Even though i came home in a quiet mood I really wanted to go give Benjamin a hug and check on him.  I didn't, only because he's been having sleep issues and i would rather not have him in our bed all night if i woke him up.  He did however come in with us around 430am and i snuggled right up next to him and didn't want to let go.

Earlier this week i got notification that our Molly Bear will be shipped to us soon.  Im so freaking excited! I'll write more about that later though :)

I really contemplated calling out of work "sick" today.  I really felt like i needed to spend the day with Benjamin.  We spend so much time arguing and fighting (yes, even though he's only 21 months) that i just wanted to cuddle with him on the couch all day and watch Sprout and Cars2.  But, i didn't.  I went to work and had a pleasantly unproductive day!
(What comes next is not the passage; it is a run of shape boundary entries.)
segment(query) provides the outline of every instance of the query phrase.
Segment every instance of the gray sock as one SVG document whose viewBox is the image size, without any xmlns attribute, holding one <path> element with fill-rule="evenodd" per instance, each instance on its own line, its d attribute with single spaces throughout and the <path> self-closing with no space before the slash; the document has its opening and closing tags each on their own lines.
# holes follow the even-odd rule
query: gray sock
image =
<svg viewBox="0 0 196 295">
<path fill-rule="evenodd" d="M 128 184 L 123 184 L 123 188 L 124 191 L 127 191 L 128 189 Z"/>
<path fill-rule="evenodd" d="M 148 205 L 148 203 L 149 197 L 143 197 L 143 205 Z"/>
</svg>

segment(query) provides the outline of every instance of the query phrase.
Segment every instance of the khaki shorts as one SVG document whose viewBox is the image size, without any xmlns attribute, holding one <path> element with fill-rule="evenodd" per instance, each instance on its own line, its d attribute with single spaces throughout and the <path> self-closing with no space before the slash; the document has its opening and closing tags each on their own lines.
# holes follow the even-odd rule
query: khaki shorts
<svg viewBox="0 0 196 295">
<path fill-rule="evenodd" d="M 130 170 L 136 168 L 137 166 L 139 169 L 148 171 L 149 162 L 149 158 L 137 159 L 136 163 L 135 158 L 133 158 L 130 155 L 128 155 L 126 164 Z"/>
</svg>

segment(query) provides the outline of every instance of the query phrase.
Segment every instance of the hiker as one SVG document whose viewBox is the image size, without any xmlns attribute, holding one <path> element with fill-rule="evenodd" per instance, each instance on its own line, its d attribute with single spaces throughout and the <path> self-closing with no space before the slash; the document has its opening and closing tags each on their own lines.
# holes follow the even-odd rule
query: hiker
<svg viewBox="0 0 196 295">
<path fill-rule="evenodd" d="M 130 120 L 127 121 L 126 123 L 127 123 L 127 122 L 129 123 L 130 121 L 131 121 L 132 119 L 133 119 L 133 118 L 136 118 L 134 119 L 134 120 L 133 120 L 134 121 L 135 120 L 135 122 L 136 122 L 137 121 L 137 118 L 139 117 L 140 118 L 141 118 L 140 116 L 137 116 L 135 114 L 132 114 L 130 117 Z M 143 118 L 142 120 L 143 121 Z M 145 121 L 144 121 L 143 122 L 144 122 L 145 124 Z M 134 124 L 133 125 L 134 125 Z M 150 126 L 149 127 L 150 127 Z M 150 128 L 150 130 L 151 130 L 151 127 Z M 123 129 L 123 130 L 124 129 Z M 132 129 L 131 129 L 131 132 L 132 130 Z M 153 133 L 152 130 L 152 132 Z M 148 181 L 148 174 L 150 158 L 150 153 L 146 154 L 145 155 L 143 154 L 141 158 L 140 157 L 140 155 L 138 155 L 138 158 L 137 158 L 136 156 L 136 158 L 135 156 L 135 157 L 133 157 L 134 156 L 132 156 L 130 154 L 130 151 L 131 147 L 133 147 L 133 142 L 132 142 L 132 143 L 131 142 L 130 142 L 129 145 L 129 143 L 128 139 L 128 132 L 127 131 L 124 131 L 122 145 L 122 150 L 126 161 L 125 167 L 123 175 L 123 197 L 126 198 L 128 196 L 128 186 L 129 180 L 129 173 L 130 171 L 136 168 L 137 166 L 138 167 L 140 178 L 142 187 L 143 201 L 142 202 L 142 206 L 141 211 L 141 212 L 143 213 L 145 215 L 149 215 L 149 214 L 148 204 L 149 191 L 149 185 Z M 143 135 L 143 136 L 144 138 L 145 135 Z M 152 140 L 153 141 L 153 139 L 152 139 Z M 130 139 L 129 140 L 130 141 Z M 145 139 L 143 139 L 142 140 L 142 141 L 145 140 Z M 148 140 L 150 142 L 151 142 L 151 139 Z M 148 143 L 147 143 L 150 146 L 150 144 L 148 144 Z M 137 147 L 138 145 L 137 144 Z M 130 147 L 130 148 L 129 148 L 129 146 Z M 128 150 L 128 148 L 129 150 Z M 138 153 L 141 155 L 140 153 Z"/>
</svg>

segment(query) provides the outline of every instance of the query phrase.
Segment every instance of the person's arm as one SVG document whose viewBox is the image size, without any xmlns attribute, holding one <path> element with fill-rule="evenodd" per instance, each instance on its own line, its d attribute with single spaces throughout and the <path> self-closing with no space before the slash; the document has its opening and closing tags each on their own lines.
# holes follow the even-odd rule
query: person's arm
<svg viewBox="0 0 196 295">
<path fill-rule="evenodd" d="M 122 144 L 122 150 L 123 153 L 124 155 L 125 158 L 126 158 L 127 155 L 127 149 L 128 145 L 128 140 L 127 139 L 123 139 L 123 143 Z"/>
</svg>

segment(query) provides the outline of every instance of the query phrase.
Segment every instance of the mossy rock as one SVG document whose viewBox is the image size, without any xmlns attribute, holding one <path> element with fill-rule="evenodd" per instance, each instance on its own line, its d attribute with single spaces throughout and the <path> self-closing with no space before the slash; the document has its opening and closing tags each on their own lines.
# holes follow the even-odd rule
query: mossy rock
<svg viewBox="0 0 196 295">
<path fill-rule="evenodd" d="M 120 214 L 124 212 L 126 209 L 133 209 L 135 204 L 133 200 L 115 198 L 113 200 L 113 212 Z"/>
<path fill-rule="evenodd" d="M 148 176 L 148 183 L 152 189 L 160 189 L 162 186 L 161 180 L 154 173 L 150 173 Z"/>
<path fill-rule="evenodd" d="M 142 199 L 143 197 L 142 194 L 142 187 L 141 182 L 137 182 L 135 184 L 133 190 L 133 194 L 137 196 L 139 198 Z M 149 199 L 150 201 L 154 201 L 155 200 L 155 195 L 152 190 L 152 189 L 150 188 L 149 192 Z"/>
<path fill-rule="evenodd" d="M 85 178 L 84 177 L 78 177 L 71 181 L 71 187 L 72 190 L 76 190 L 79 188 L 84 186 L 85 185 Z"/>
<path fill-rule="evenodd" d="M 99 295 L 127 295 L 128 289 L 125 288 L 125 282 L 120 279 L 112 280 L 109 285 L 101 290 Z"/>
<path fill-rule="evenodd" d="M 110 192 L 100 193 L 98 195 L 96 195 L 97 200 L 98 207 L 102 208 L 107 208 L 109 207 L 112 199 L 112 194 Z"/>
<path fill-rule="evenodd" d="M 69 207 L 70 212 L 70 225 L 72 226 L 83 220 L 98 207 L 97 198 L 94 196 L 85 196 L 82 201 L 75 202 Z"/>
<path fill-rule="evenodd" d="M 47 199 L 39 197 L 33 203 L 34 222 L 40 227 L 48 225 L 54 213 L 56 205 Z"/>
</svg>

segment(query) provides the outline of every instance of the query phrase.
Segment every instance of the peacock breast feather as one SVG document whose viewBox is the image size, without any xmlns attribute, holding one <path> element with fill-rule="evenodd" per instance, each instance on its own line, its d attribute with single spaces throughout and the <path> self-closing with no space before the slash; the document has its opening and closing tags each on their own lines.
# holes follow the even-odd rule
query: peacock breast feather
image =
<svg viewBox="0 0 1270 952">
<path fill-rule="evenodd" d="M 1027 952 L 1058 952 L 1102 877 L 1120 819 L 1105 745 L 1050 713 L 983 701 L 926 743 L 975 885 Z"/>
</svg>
That boy always finds ways to make us laugh.  Usually he's showing off his gas passing skills.  After dinner we took him up for a bath.  This kid is smart.  He turns on the water by himself, pours in his bubble bath, and dumps in his toys.  Then he takes his clothes off, followed by his diaper, and waits for us to help him in the tub.  I think he figured out that we laugh more at his farts when he farts in the bath tub.  Greg and I were both in the bathroom and he starts making faces like he's pushing.  He's never pooped in the tub, yet.  The loudest longest fart this kid has ever made made the bath water bubble and the bathroom floor vibrate.  He then picked up his tug boat and held it above his mouth while the water drained out of it. Greg made sure to mention that he was drinking fart water and soaking in it.....  THE JOYS OF HAVING A BOY!!!!